Andai usia telah renta dan istri mandul seperti Nabi Zakaria, masihkah yakin akan datang karunia?
Andai engkau seperti pemuda Ashabul Kahfi, bersembunyi dalam gua, dikepung kekuasaan tirani, masihkah yakin bahwa Allah akan menutup pandangan musuh?
Titik-titik genting itulah tempat iman diuji. Dan di situlah pemimpin lahir—dari api, bukan dari kenyamanan.
---
Janji Siapa yang Lebih Engkau Percaya?
Seorang pemimpin tak hanya bicara strategi dan data. Ia bicara iman. Ia membaca tanda-tanda langit saat semua orang terpaku pada logika bumi.
Abu Bakar pernah diuji. Ketika Romawi dikalahkan Persia, kaum Quraisy menertawakan janji Al-Qur’an bahwa Romawi akan bangkit kembali. Tapi Abu Bakar tidak ragu. Ia bertaruh dengan hartanya, meyakini bahwa kemenangan akan datang sebagaimana yang dijanjikan.
Dan benar, beberapa tahun kemudian, Romawi menang. Bukan karena kekuatan militer semata, tetapi karena janji Tuhan tidak pernah palsu bagi yang yakin.
Inilah karakter pemimpin: ia percaya sebelum kemenangan datang. Ia yakin bukan karena melihat, tapi karena tahu apa yang dilihatnya berasal dari cahaya.
---
"Believing is Seeing"
Rhenald Kasali menyebutkan bahwa pemimpin perubahan tidak menunggu bukti untuk bergerak. Ia bergerak karena visi. Ia melihat yang belum ada. Ia meraba arah saat orang lain hanya memelototi peta.
Inilah yang juga diajarkan Al-Qur’an. Pemimpin sejati adalah mereka yang meyakini sesuatu yang belum tampak. Karena “percaya dulu, baru melihat”—itulah jalan orang-orang beriman.
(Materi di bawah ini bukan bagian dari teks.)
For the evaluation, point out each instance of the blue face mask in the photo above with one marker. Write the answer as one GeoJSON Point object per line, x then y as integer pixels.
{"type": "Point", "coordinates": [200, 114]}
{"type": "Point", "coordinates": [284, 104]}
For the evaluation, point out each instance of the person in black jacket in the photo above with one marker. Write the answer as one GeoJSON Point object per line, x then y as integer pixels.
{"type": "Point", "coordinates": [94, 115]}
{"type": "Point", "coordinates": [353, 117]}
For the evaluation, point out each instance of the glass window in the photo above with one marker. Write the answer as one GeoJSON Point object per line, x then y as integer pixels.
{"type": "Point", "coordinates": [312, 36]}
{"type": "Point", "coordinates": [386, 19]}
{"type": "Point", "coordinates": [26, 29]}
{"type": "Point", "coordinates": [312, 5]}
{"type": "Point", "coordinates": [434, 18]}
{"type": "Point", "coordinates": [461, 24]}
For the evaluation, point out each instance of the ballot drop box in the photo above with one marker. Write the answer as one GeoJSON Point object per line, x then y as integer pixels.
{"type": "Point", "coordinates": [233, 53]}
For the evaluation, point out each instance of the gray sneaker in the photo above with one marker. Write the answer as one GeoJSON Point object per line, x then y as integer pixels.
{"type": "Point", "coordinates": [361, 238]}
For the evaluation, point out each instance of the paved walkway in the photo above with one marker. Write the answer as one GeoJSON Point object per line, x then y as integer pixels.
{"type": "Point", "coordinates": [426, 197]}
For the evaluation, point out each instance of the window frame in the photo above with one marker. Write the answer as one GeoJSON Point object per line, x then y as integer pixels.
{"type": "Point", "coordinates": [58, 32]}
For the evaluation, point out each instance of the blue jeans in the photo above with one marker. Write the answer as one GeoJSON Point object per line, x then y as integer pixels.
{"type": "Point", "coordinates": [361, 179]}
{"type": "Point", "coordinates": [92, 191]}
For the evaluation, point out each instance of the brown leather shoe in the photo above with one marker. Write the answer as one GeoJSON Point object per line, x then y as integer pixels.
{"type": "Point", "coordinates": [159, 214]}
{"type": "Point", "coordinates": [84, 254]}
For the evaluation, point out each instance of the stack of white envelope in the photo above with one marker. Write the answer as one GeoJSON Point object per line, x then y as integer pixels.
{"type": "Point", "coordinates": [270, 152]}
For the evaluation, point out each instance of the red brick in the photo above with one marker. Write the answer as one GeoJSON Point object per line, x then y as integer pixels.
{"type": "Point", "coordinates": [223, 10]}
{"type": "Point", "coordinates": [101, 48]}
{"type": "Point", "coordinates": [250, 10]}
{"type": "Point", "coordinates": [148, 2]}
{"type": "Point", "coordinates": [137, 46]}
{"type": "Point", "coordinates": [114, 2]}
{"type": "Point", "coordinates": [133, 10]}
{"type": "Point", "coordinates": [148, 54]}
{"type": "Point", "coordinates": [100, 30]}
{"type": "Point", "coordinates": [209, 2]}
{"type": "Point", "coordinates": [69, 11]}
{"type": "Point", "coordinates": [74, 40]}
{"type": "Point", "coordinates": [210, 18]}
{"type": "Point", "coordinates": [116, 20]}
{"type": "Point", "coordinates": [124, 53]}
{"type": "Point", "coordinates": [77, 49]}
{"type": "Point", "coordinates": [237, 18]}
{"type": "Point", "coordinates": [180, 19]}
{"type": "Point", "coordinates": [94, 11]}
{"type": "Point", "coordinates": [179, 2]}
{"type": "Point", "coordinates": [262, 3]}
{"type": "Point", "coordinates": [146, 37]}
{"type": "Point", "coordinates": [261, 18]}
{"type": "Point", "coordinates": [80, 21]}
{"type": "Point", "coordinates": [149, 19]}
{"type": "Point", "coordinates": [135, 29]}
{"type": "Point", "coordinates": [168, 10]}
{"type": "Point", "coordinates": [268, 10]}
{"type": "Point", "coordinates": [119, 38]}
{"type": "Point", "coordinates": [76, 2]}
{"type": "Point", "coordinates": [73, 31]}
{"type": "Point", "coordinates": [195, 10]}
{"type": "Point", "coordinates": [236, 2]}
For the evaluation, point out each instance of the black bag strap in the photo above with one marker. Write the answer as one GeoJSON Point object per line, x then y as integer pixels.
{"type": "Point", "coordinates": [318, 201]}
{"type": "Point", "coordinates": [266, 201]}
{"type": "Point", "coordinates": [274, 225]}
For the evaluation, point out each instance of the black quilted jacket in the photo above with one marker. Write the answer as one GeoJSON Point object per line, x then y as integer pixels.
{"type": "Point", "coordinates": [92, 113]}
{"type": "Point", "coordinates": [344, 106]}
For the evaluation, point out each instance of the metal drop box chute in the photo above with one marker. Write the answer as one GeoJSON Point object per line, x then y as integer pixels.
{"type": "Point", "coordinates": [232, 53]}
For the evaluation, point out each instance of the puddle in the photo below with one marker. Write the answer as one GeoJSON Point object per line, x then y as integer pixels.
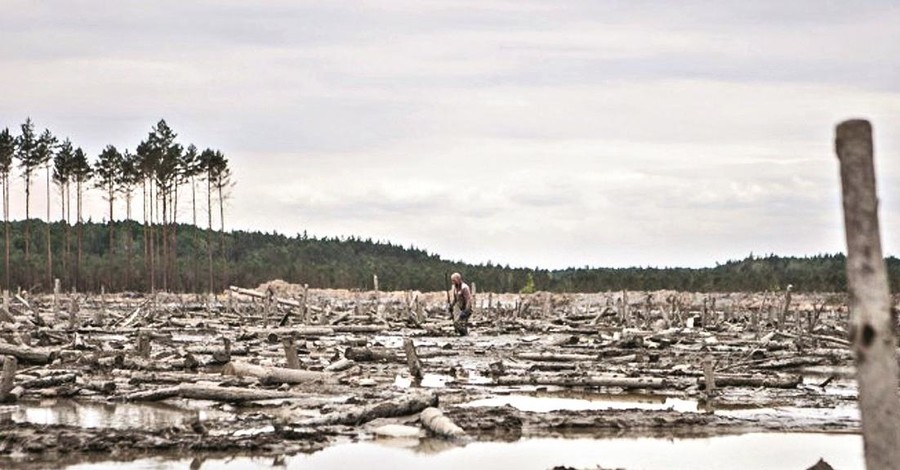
{"type": "Point", "coordinates": [546, 403]}
{"type": "Point", "coordinates": [101, 415]}
{"type": "Point", "coordinates": [440, 380]}
{"type": "Point", "coordinates": [758, 450]}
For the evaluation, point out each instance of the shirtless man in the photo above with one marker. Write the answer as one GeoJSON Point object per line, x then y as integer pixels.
{"type": "Point", "coordinates": [462, 296]}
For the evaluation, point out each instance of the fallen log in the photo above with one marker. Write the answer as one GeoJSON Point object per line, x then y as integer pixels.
{"type": "Point", "coordinates": [356, 416]}
{"type": "Point", "coordinates": [434, 420]}
{"type": "Point", "coordinates": [340, 365]}
{"type": "Point", "coordinates": [207, 392]}
{"type": "Point", "coordinates": [553, 357]}
{"type": "Point", "coordinates": [276, 375]}
{"type": "Point", "coordinates": [373, 355]}
{"type": "Point", "coordinates": [582, 381]}
{"type": "Point", "coordinates": [51, 381]}
{"type": "Point", "coordinates": [26, 354]}
{"type": "Point", "coordinates": [770, 381]}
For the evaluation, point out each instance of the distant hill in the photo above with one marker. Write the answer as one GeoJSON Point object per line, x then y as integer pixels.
{"type": "Point", "coordinates": [251, 258]}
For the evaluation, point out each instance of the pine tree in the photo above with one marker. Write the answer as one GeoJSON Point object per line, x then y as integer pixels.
{"type": "Point", "coordinates": [7, 152]}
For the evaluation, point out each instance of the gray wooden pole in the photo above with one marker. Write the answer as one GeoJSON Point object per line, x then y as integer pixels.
{"type": "Point", "coordinates": [870, 329]}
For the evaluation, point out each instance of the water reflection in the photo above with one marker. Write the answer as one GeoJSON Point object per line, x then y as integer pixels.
{"type": "Point", "coordinates": [758, 450]}
{"type": "Point", "coordinates": [102, 415]}
{"type": "Point", "coordinates": [542, 402]}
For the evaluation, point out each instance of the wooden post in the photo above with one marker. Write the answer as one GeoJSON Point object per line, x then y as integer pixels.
{"type": "Point", "coordinates": [143, 347]}
{"type": "Point", "coordinates": [785, 308]}
{"type": "Point", "coordinates": [268, 305]}
{"type": "Point", "coordinates": [73, 312]}
{"type": "Point", "coordinates": [412, 360]}
{"type": "Point", "coordinates": [56, 299]}
{"type": "Point", "coordinates": [304, 310]}
{"type": "Point", "coordinates": [100, 315]}
{"type": "Point", "coordinates": [9, 374]}
{"type": "Point", "coordinates": [709, 376]}
{"type": "Point", "coordinates": [290, 353]}
{"type": "Point", "coordinates": [871, 329]}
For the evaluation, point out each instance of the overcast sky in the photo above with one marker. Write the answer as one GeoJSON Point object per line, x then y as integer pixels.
{"type": "Point", "coordinates": [534, 133]}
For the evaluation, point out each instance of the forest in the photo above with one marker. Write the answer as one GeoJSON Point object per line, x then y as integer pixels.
{"type": "Point", "coordinates": [159, 252]}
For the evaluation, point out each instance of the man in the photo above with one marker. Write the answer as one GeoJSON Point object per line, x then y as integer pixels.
{"type": "Point", "coordinates": [462, 296]}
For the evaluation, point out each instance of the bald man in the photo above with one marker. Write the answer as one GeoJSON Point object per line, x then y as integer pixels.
{"type": "Point", "coordinates": [462, 296]}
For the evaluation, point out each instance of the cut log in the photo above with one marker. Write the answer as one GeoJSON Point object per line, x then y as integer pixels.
{"type": "Point", "coordinates": [340, 365]}
{"type": "Point", "coordinates": [207, 392]}
{"type": "Point", "coordinates": [51, 381]}
{"type": "Point", "coordinates": [434, 420]}
{"type": "Point", "coordinates": [583, 381]}
{"type": "Point", "coordinates": [356, 416]}
{"type": "Point", "coordinates": [26, 354]}
{"type": "Point", "coordinates": [9, 375]}
{"type": "Point", "coordinates": [412, 359]}
{"type": "Point", "coordinates": [373, 355]}
{"type": "Point", "coordinates": [770, 381]}
{"type": "Point", "coordinates": [552, 357]}
{"type": "Point", "coordinates": [276, 375]}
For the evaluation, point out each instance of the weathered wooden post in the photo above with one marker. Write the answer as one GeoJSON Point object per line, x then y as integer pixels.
{"type": "Point", "coordinates": [143, 346]}
{"type": "Point", "coordinates": [56, 299]}
{"type": "Point", "coordinates": [785, 309]}
{"type": "Point", "coordinates": [73, 312]}
{"type": "Point", "coordinates": [9, 374]}
{"type": "Point", "coordinates": [304, 310]}
{"type": "Point", "coordinates": [412, 360]}
{"type": "Point", "coordinates": [290, 352]}
{"type": "Point", "coordinates": [5, 314]}
{"type": "Point", "coordinates": [871, 328]}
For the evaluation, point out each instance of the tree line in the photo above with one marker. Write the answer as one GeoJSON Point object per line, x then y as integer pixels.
{"type": "Point", "coordinates": [145, 255]}
{"type": "Point", "coordinates": [252, 258]}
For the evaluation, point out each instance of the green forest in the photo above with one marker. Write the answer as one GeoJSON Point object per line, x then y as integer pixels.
{"type": "Point", "coordinates": [160, 253]}
{"type": "Point", "coordinates": [251, 258]}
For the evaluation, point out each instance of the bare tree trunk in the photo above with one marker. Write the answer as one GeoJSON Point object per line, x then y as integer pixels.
{"type": "Point", "coordinates": [6, 223]}
{"type": "Point", "coordinates": [152, 237]}
{"type": "Point", "coordinates": [78, 193]}
{"type": "Point", "coordinates": [222, 236]}
{"type": "Point", "coordinates": [165, 245]}
{"type": "Point", "coordinates": [49, 248]}
{"type": "Point", "coordinates": [27, 217]}
{"type": "Point", "coordinates": [127, 239]}
{"type": "Point", "coordinates": [874, 343]}
{"type": "Point", "coordinates": [195, 260]}
{"type": "Point", "coordinates": [68, 256]}
{"type": "Point", "coordinates": [209, 230]}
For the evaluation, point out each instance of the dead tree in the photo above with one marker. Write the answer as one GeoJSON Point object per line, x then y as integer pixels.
{"type": "Point", "coordinates": [871, 329]}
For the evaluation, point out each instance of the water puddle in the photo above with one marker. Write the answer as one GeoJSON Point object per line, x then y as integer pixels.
{"type": "Point", "coordinates": [101, 415]}
{"type": "Point", "coordinates": [759, 450]}
{"type": "Point", "coordinates": [543, 403]}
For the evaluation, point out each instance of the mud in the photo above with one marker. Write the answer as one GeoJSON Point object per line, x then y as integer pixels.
{"type": "Point", "coordinates": [129, 377]}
Sedangkan dunia modern terbalik: ingin bukti dulu baru percaya. Ingin laba dulu baru memberi. Ingin kemenangan dulu baru melangkah.
Maka tak heran jika dunia kehilangan pemimpin sejati. Yang tersisa hanya para manajer ambisi dan peracik opini.
---
Al-Qur’an: Kurikulum Pemimpin, Bukan Budak
Al-Qur’an tidak turun untuk mencetak pengikut. Ia diturunkan untuk membentuk pemimpin. Jiwa-jiwa yang sanggup menyerap kesakitan, memikul tugas berat, dan tetap berjalan meski sendirian.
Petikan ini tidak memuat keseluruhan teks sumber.